Not a high aim there. No putting myself out. But in time I said what I was looking to hit and if I hit it I noticed I felt better and the praise or “better luck next time” I got wasn’t such a big deal. I am grateful to them and for their care of me, which often included what I took for criticism.

Just a slight tweak of words brought me a vehicle for self-esteem. The same as any sales pitch – whether it’s online or in an interview – a gesture, a choice of words and you are in or out. That starts in your mind-set – your head, your thinking process. The first rule here could be, “don’t believe everything you think.” And, most importantly, believe in yourself. Believe that you have something to say, to give.
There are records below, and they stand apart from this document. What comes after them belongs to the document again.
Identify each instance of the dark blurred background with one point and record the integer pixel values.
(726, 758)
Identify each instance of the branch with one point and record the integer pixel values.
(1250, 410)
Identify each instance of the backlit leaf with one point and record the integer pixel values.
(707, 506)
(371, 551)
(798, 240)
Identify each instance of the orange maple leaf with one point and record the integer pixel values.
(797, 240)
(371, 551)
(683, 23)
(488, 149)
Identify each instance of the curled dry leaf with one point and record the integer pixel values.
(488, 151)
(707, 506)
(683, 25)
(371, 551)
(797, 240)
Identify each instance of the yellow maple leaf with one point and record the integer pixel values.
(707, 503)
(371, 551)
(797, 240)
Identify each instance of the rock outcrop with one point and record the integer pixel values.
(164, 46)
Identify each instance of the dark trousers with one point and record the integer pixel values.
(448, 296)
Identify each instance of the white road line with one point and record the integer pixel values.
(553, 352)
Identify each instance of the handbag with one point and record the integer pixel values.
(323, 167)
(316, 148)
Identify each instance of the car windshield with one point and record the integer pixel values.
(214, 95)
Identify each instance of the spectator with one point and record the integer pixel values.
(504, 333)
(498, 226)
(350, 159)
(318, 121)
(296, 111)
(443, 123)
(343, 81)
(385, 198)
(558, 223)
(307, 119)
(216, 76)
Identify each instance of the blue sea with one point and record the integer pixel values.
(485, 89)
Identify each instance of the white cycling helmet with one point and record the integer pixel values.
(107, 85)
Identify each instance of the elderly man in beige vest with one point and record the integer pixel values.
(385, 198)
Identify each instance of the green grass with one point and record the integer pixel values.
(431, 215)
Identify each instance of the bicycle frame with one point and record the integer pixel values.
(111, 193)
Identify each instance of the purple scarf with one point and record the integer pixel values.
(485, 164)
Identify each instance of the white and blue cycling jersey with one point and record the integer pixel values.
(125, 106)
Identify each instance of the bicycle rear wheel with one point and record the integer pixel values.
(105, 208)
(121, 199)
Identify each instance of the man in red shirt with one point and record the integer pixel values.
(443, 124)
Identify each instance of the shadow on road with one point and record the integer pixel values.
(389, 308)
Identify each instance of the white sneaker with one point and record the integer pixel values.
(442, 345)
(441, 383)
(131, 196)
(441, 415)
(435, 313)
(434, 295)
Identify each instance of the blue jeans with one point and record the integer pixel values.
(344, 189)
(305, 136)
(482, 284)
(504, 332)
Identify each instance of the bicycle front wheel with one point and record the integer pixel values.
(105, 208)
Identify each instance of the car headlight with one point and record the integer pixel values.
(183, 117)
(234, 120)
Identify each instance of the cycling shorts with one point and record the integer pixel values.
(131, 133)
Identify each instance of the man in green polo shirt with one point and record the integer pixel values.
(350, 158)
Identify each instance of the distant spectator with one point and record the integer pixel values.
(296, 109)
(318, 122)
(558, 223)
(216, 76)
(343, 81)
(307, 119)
Then go for it.

The Mutt of Life

The other day I got a certificate in the mail. I had completed another course, had another few letters after my name if I chose to put them there. I don’t choose. My pedigree is extensive with gets and begats and doesn’t begin to express who I am or how I got here.
It’s not that the cum laude isn’t important, but the laurels pale in relation to the ground they grew in and on. It’s my experience and what I do with it that ribbons me.
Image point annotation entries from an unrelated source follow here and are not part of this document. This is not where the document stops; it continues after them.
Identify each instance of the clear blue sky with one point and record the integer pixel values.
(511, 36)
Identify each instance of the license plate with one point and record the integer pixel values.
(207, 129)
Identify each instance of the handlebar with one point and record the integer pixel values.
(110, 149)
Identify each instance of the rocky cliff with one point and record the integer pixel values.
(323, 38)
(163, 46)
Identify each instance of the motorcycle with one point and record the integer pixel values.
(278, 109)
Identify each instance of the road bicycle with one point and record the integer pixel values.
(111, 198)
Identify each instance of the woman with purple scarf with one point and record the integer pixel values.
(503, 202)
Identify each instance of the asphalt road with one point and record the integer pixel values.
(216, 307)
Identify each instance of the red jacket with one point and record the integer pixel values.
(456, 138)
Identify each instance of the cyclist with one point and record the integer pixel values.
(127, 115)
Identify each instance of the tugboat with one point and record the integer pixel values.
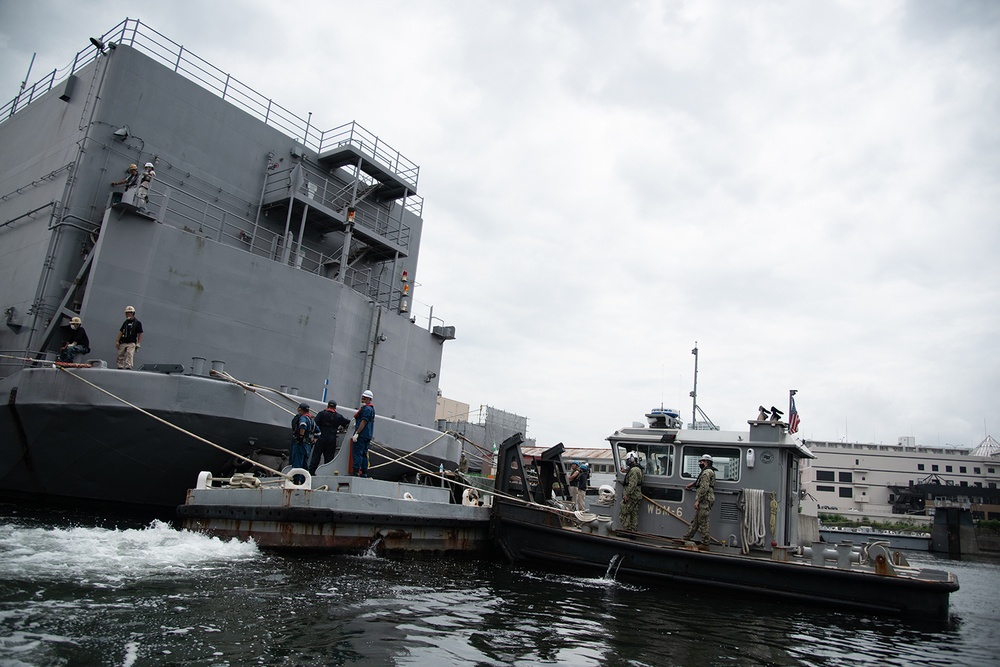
(760, 544)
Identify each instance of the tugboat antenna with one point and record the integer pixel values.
(706, 423)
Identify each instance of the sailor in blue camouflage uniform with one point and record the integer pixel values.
(629, 514)
(303, 433)
(704, 498)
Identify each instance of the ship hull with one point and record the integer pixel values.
(69, 436)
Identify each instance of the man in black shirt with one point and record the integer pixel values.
(129, 339)
(329, 422)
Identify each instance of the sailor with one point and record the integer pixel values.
(629, 515)
(131, 182)
(75, 341)
(303, 428)
(364, 431)
(147, 177)
(330, 423)
(129, 339)
(704, 497)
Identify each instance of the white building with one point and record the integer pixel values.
(853, 478)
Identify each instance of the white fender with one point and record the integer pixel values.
(306, 479)
(204, 480)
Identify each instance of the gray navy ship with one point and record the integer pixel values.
(273, 260)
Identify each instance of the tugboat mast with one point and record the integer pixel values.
(694, 392)
(706, 423)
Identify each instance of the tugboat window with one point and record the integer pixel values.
(725, 460)
(656, 459)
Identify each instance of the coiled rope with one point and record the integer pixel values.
(753, 528)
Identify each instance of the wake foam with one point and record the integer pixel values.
(101, 555)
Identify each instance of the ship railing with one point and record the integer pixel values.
(337, 197)
(141, 37)
(372, 147)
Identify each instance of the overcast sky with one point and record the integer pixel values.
(809, 190)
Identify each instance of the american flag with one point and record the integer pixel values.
(793, 416)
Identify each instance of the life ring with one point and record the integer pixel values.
(470, 498)
(296, 474)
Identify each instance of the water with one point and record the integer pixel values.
(79, 591)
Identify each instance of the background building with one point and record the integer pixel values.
(856, 479)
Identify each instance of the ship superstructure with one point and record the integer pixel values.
(281, 253)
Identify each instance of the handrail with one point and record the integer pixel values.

We are all a mixture of genetic and experiential inputs and impulses. Every thought dictates our next action, every action dictates our results. If I let my certificate, whatever it says, dictate how I feel about myself I might as well hide behind the pedigree and be done with it.
The walk of my life needs a path and the path needs dirt and rocks. I mustn’t forget that. The days of exasperation spent in pursuit of my highest goals are the soles of my feet and the strength in my heart.
“…once you fully apprehend the vacuity of a life without struggle you are equipped with the basic means of salvation.” Tennessee Williams, “The Catastrophe of Success.”
When I look at the pulsing path of my life I don’t feel the triumphs so much as the friends and the songs. The sometimes riotous music of my peers and the eras I’ve experienced.
Part of the air I’ve breathed has been the expression of those around me. Virtual and actual. I remember how good it felt to add Bucky Fuller as one of my mentors though I never knew him or met him. Ditto John Cage.
It was a revelation to be free of my immediate influences and enter the world of possibility.